On 8 December 2004, he received the title "Duke of Anjou" from his uncle Henri, Count of Paris and Duke of France, head of the House of Orléans. There is some controversy in the use of this title by an Orléans prince. It had traditionally been borne by or associated with the heads of different Spanish branches of the House of Bourbon that claimed the French throne as Legitimist pretenders since 1883, in rivalry to the claim asserted by the House of Orléans.
In that year Henri, comte de Chambord, last patrilineal descendant of Louis XV, died childless.
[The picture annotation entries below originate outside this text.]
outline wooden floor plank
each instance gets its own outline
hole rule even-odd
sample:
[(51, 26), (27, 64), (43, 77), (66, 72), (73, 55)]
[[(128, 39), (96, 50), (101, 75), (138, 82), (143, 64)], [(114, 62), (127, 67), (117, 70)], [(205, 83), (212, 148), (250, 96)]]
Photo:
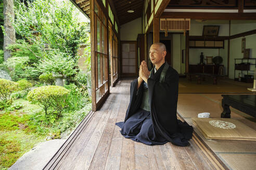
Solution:
[[(158, 160), (159, 159), (161, 159), (161, 157), (160, 158), (157, 157), (153, 146), (147, 145), (147, 151), (148, 152), (150, 169), (164, 169), (164, 165), (162, 164), (162, 161)], [(160, 163), (160, 164), (159, 164), (159, 163)]]
[(163, 159), (163, 162), (165, 169), (175, 170), (178, 169), (176, 166), (175, 155), (172, 155), (170, 150), (167, 148), (167, 144), (163, 145), (158, 146), (160, 151)]
[(112, 88), (101, 108), (65, 149), (66, 153), (54, 169), (215, 169), (212, 156), (206, 156), (207, 152), (201, 150), (203, 146), (199, 141), (190, 140), (191, 145), (186, 147), (170, 142), (151, 146), (122, 136), (115, 123), (124, 121), (131, 81), (122, 80)]
[(193, 140), (189, 141), (190, 146), (185, 147), (185, 149), (190, 157), (191, 160), (199, 170), (214, 169), (212, 164), (208, 161), (202, 151), (200, 151)]
[[(127, 81), (126, 81), (127, 82)], [(123, 81), (122, 83), (125, 83)], [(125, 88), (123, 89), (123, 94), (120, 104), (121, 107), (118, 111), (118, 115), (117, 118), (117, 122), (123, 121), (125, 116), (126, 110), (127, 109), (127, 99), (125, 97)], [(126, 93), (127, 94), (127, 93)], [(116, 122), (115, 122), (116, 123)], [(120, 166), (120, 161), (122, 153), (122, 145), (123, 137), (120, 132), (120, 129), (118, 126), (114, 126), (114, 133), (112, 138), (110, 148), (106, 163), (105, 169), (119, 169)]]
[(125, 138), (123, 139), (120, 161), (120, 169), (135, 169), (134, 141), (133, 140)]
[[(114, 132), (115, 123), (121, 103), (120, 101), (122, 101), (121, 97), (122, 95), (121, 94), (122, 94), (123, 90), (123, 88), (119, 90), (118, 93), (120, 94), (118, 95), (116, 102), (112, 105), (113, 108), (108, 119), (107, 126), (93, 158), (89, 167), (90, 169), (104, 169)], [(123, 100), (122, 101), (123, 102)]]
[[(121, 86), (119, 86), (119, 88), (116, 89), (117, 92), (120, 87)], [(114, 100), (112, 100), (113, 103), (110, 104), (111, 106), (117, 103), (118, 95), (115, 95), (114, 96)], [(78, 159), (76, 161), (76, 162), (79, 162), (79, 163), (75, 164), (74, 169), (89, 169), (103, 132), (105, 129), (110, 112), (112, 111), (112, 108), (110, 107), (109, 109), (104, 111), (103, 114), (103, 115), (95, 128), (95, 130), (89, 139), (86, 147), (79, 154), (79, 157), (80, 159)]]
[[(196, 167), (194, 164), (194, 162), (191, 160), (187, 152), (185, 149), (185, 147), (180, 147), (168, 143), (167, 146), (169, 150), (173, 152), (172, 154), (175, 155), (176, 163), (177, 166), (179, 167), (180, 169), (196, 169)], [(196, 154), (196, 153), (195, 153)]]
[[(109, 101), (108, 101), (107, 103), (111, 102), (112, 98), (110, 97), (109, 98)], [(103, 110), (107, 109), (107, 108), (106, 107), (109, 106), (109, 105), (107, 105), (107, 103), (104, 106), (105, 107), (103, 108)], [(66, 163), (67, 162), (74, 162), (74, 160), (78, 159), (80, 153), (85, 149), (89, 139), (103, 116), (103, 111), (97, 111), (95, 113), (95, 115), (94, 115), (89, 123), (84, 129), (84, 131), (81, 133), (80, 137), (77, 139), (76, 142), (70, 148), (70, 152), (68, 153), (68, 155), (65, 159), (63, 159), (62, 162), (58, 165), (56, 169), (70, 169), (70, 168), (73, 167), (73, 164), (66, 164)]]

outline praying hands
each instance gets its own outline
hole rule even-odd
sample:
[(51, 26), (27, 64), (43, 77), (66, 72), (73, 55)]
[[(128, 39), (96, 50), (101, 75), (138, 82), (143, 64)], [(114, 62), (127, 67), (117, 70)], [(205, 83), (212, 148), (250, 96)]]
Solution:
[(148, 83), (148, 78), (150, 74), (150, 72), (148, 69), (147, 63), (145, 61), (143, 61), (139, 66), (139, 77), (144, 80), (147, 83)]

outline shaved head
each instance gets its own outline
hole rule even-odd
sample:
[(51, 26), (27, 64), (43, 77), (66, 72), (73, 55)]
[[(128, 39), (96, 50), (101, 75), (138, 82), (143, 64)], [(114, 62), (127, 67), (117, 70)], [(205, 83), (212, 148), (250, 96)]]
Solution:
[(153, 45), (158, 45), (163, 51), (166, 51), (165, 45), (162, 42), (156, 42), (153, 44)]

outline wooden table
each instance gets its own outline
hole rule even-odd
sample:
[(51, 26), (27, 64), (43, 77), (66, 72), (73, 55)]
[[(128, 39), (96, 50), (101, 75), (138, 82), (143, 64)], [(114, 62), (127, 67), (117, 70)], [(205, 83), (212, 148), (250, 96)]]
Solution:
[(230, 118), (229, 106), (256, 117), (256, 95), (222, 95), (223, 111), (221, 118)]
The Legitimist legacy was claimed by the next senior branch of the Bourbons, descended from a younger grandson of Louis XIV, Philippe, Duke of Anjou. Although Philippe ceased use of the Anjou title upon becoming King Philip V of Spain in 1700, renouncing his succession rights to the French throne in exchange for retention of his Spanish crown, Legitimists maintained that this act was not binding. Therefore, they still uphold the senior agnatic descendant of Philippe d'Anjou as rightful claimant to the French crown.
In 1989 Louis Alphonse de Bourbon became the senior agnate of the House of Bourbon, claimed the Legitimist succession, as had his father, and was immediately accorded the title "Duke of Anjou" by Legitimists.
He does not claim that Duke of Anjou is an inherited legal title, since it was never officially conferred upon his ancestor Philippe d'Anjou; it was, in fact, subsequently given by French kings to other cadets of the dynasty domiciled in France. Rather, it is explicitly a title of pretense, associated historically, politically and symbolically with French Legitimism.
The House of Orléans never possessed or used the Anjou ducal title during the ancien régime, but its head claims the right de jure to dispose of it, as of all titles traditional in France's royal house. So, too does the Legitimist claimant. Thus, Charles-Philippe, Duke of Anjou and Louis Alphonse, Duke of Anjou are contemporaries and cousins — both reared in Spain, as it happens — but nominally represent different and competing rationales for restoration of the French monarchy.